D. If after five unsuccessful attempts to reach the decision-maker, spaced over the course of the day, leave a message. If after leaving messages for three days in a row, the decision-maker still won't call you back, ask the assistant or secretary for help. Try to schedule a time in the decision-maker's calendar for another telephone conversation. Rejection is hard to take, but hang in there. In most cases, hiring managers are not disinterested, they are just busy.

E. Proceed with a phone conversation. Ask for a next step. Uncover any concerns the hiring manager might have. If there isn't a possibility of a position now, ask whether he/she thinks there might be one in the next year.

F. If you are unable to meet with the decision-maker, ask for referrals to other people with whom you can speak -- people in other departments within the company, in a competitor's company, or perhaps customers who may be interested in someone with your talents.

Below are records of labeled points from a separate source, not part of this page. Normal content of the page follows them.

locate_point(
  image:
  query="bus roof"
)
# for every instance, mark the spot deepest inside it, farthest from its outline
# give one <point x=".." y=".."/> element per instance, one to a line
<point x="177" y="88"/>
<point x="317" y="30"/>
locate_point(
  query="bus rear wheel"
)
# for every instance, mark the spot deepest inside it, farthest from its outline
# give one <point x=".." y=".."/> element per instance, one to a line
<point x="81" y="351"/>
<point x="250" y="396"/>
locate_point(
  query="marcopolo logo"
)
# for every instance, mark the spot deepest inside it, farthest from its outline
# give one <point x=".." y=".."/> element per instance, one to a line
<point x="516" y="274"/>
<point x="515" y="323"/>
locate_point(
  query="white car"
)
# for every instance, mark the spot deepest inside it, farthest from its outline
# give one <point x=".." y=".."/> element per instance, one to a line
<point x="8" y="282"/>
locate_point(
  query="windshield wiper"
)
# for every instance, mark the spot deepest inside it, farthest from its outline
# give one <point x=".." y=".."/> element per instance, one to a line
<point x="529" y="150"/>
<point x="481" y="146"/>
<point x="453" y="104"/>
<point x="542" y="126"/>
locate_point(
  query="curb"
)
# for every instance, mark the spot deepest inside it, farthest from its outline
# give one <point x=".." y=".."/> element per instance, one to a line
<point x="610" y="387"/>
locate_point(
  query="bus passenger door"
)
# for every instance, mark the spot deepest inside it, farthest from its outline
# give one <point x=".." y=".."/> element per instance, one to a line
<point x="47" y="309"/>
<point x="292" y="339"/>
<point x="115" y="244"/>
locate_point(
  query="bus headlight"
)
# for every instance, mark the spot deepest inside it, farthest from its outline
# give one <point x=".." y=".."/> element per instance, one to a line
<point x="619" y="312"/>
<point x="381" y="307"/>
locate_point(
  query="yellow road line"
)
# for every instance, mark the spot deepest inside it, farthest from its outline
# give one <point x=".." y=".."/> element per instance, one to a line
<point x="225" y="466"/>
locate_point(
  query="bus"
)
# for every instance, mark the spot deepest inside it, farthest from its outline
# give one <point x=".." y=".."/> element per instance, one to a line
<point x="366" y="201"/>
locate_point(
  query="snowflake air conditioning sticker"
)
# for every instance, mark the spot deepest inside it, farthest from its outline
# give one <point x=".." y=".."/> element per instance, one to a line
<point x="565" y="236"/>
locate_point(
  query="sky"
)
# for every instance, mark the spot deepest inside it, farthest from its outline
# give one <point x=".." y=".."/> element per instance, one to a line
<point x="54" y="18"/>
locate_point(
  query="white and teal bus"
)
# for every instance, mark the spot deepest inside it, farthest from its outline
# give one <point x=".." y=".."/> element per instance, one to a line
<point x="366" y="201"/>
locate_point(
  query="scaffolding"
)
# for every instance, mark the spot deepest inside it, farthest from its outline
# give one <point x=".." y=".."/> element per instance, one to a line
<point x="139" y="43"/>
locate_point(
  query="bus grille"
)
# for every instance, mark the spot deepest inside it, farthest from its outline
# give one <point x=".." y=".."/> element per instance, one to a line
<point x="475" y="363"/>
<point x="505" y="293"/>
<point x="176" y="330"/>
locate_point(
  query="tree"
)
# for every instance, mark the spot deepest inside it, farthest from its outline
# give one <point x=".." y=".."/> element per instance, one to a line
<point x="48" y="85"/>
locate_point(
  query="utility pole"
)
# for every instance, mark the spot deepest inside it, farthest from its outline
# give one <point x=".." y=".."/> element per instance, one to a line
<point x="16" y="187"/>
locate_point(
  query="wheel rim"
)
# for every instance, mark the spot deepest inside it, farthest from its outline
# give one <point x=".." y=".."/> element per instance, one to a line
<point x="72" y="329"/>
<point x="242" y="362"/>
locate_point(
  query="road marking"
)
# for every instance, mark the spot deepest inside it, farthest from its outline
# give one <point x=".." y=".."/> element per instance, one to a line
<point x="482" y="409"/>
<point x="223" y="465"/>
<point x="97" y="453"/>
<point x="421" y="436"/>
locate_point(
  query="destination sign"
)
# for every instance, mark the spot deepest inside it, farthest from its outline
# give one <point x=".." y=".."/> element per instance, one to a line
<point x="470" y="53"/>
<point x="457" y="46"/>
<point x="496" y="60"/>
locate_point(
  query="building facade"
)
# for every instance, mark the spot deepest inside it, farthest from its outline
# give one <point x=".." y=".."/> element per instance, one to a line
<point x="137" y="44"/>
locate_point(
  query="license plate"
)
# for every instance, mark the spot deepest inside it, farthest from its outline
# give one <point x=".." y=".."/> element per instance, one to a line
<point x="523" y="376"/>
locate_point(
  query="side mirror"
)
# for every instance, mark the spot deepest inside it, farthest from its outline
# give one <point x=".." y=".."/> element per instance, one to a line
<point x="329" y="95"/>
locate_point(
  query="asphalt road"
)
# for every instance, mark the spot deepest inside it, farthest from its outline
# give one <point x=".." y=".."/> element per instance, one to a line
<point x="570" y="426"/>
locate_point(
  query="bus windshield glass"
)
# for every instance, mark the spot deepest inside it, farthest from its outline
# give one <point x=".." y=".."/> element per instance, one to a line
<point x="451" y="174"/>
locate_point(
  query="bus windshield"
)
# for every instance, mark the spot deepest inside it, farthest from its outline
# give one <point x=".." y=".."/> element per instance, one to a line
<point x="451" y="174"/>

VI. Keep Yourself in the Running After a Meeting.
A. After your meeting with the decision-maker, put together a three paragraph "After Interview Thank You" letter in which you thank him/her for taking the time to meet with you to emphasize:

  1. What you can do to make a difference, in light of the problems you identified;

  2. Those aspects of your background that seemed of particular interest;

  3. Your sincere interest in being a part of this "team".

B. Tell the decision-maker that if you haven't heard from him/her in about ten days, you will call back to see "how the hiring process is going."

C. If after about ten days you haven't heard back, call to reaffirm your interest. It is important to keep your name in the forefront, and look for an opportunity to get together for another meeting. Express your interest in discussing in more depth ways you could help solve their problems or bring about needed change.

D. Keep checking back until you receive a definite yes or no. Ask how often you should check (they might be interviewing other candidates). If you are not being scheduled for a second interview, your chances at this point are small, so get your campaign back in high gear and continue your job search.

E. Sometimes the company is just not able to create a new position and must wait until the new budget. In that situation, the time it will take to generate an interview will be longer. If you get the impression that they are interested and do want to hire you but cannot do so at this time, look for ways to stay in contact. For example, you might fax a copy of a recent article you found in the library (a "just-thinking-of-you" fax).

F. STAY IN TOUCH. Call and check in about once every three months. If you haven't had any success after a year, drop them from your list.